As cultural quirks go, he thinks it's harmless and charming. Certainly much nicer than Soche-Tas.
"I like it better than Soche-Tas too, but it's not my favorite thing. Aleko is highly uncomfortable."
Loel sighs.
"Do you wanna stay with me, then? No naked people wandering around my house, I promise." Wearing clothes all the time for just a few days won't be that much bother. And his place is nice and quiet and out of the way and he doesn't get that many visitors, at least not frequently, and if he does get visitors they will probably be wearing clothes because of the rain.
"For a day or two, yeah. We can stay. Do you have a place to put the horses or should we stash them and the carriage in the inn we passed and walk back?"
"I don't have a good place to put the horses," he says, envisioning them in his garden. Neither the horses nor the garden would be likely to benefit.

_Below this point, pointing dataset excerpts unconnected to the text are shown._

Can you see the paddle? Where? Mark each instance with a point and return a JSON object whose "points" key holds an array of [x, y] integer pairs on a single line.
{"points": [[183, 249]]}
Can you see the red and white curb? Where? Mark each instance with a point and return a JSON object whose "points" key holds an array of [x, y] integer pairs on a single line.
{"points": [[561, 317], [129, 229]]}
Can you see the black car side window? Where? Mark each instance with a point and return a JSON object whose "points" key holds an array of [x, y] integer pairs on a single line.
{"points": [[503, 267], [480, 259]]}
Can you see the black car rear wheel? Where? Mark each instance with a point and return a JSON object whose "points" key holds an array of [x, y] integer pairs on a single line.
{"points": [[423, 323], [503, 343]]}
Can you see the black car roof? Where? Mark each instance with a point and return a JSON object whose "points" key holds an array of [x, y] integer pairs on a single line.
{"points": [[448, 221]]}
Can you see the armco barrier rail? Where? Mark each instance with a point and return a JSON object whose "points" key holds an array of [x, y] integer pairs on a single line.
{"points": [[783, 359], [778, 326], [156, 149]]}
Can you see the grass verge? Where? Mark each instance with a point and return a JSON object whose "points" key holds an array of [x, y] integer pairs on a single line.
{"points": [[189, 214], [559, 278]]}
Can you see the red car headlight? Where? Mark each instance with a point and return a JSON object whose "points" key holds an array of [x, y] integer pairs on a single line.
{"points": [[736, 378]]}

"Okay." Kiri goes and confers with Aleko briefly, and then Aleko drives off. She returns to the doorway. "He doesn't want me slipping in the rain so he'll put them away for me. We're hoping the sign outside the inn suggesting that the proprietors are at least aware of the existence of Welchin will let him make the transaction."
"The innkeeper speaks it," he says. "Probably half the reason I still know how. You wanna come in and dry off?" He has many cuddly towels! Originally obtained because he lives very close to a large pond and likes to go swimming; now useful because of the unceasing rain.
Loel fetches cuddly towels. They're very cuddly. His hair becomes even more fluffy than usual after he fluffs as much water out of it as he can.
"So what have you been doing for the past five years?"
And then he moved to Thiyec, which is much nicer, and sold what was left of his stolen jewelry, and found this nice little house with its nice little garden where he spends much of his time sewing clothes to sell in the nearby town. That Welchin-speaking innkeeper periodically tempts him to come and work there as a cook, but he has yet to accept the offer; he is very fond of his little house.
"Things," he summarizes out loud.
But anyway. He drapes his cuddly towel around his shoulders and hugs her again.
Hugs. "It might be relevant if you could have left a kid in Soche-Tas, or for that matter here. Especially if you do wind up drowning yourself. Otherwise I don't have to know if you don't want to, er, think about it."
Loel laughs. "Nah." His encounters have not, by and large, been of the kind that produces children.
"I've been all right apart from the aforementioned emergency. The king continues to ignore me in spite of the fact that I'm no longer eight. I have the Ardelay belongings under control. I've demonstrated my proficiency in Soechin by crossing a country full of people who speak only that."
His first few months in Soche-Tas were an extended vocabulary lesson.
"Yes, I'd imagine. I didn't really need much more than 'how much to stable the horses here' and 'why yes, we're Welchin' and 'your suggestion is inappropriate'."
He winces. He can just imagine what kind of inappropriate suggestions she would have gotten in Soche-Tas.